La Hongrie nie avoir participé à l'octroi d'un prêt de 9,2 millions d'euros au parti d'extrême droite espagnol Vox

Le gouvernement hongrois nie avoir eu connaissance du prêt accordé par la société Magyar Bankholding (MBH) au parti d’extrême droite espagnol Vox et avoir été impliqué dans cette affaire.

EFE avec EURACTIV.com
Budapest marks Earth Hour
La Chambre du Parlement avant d'éteindre ses lumières pour marquer l'Heure de la Terre à Budapest, Hongrie, 25 mars 2023. [EPA-EFE/Peter Lakatos ]

Le gouvernement hongrois nie avoir eu connaissance du prêt accordé par la société Magyar Bankholding (MBH) au parti d’extrême droite espagnol Vox et avoir été impliqué dans cette affaire.

Interrogé sur le rôle joué par le Premier ministre Viktor Orbán dans l’obtention du prêt par le parti espagnol Vox, le secrétaire d’État hongrois à l’Économie nationale, János Fónagy, a soutenu que le gouvernement « n’a joué aucun rôle et ne dispose d’aucune information » sur le sujet.

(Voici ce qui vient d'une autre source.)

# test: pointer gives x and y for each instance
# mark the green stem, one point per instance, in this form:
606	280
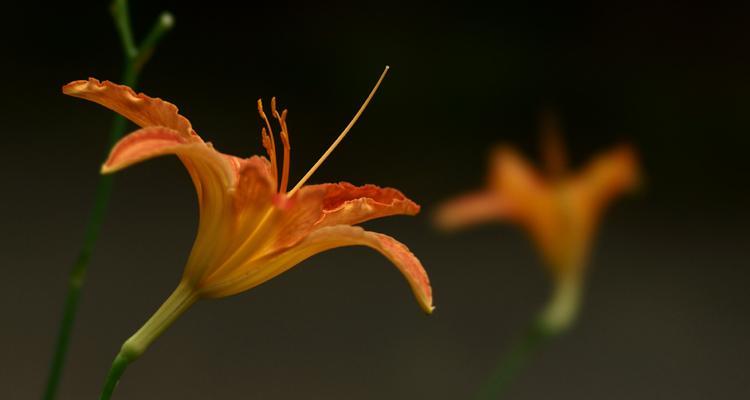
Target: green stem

« La décision d’un éventuel prêt à l’Espagne par une banque commerciale n’aurait pu être prise que dans le cadre d’une affaire commerciale », a-t-il déclaré selon Telex.hu, partenaire d’Euractiv.

En septembre 2024, Vox a confié au journal espagnol El País que le parti avait financé ses campagnes pour les élections générales et municipales de 2023 avec un prêt de 9,2 millions d’euros accordé par MBH.

MBH est la deuxième plus grande banque de Hongrie et est détenue à 30,5 % par l’État hongrois.

Les médias indépendants hongrois rapportent pourtant que 50 % de la banque sont détenus par des actionnaires et des sociétés proches du magnat Lőrinc Mészáros, proche allié de Viktor Orbán.

La porte-parole de Vox, Pepa Millán, a justifié cette décision en expliquant que le parti n’avait pas été en mesure d’obtenir un prêt auprès des banques espagnoles pour financer sa campagne électorale.

MBH a donc accordé le prêt au parti en deux tranches, de 6,7 millions d’euros et 2,6 millions d’euros. Vox affirme que le prêt a été entièrement remboursé depuis.

Ce n’est pas la première fois que les finances internes de Vox sont évoquées dans la presse espagnole. Le parti, dirigé par le controversé Santiago Abascal, a été condamné en juillet dernier à une amende pour avoir enfreint la loi espagnole sur le financement des partis politiques.

D’autres partis concernés

Le parti du Premier ministre hongrois Viktor Orbán, le Fidesz, et Vox ont récemment renforcé leurs liens au niveau européen.

En juillet dernier, Vox a annoncé quitter le groupe des Conservateurs et Réformistes européens (CRE) au Parlement européen, dirigé par la Première ministre italienne Giorgia Meloni (Fratelli d’Italia), pour rejoindre les Patriotes pour l’Europe (PfE), rapporte EuroEFE.

Le groupe PfE comprend entre autres le Fidesz hongrois et le Rassemblement national de Marine Le Pen. En 2022, la banque hongroise MKB, qui a ensuite fusionné pour former la MBH, a également accordé un prêt de 10,7 millions d’euros au Rassemblement national de Marine Le Pen.

Ce financement d’autres partis d’extrême droite européens intervient malgré les critiques répétées du gouvernement de Viktor Orbán à l’égard de l’ingérence extérieure dans les affaires intérieures de la Hongrie, en particulier dans les campagnes électorales. En Hongrie, il est interdit pour les partis politiques d’être financés depuis l’étranger, ce que le gouvernement considère comme une question de sécurité nationale.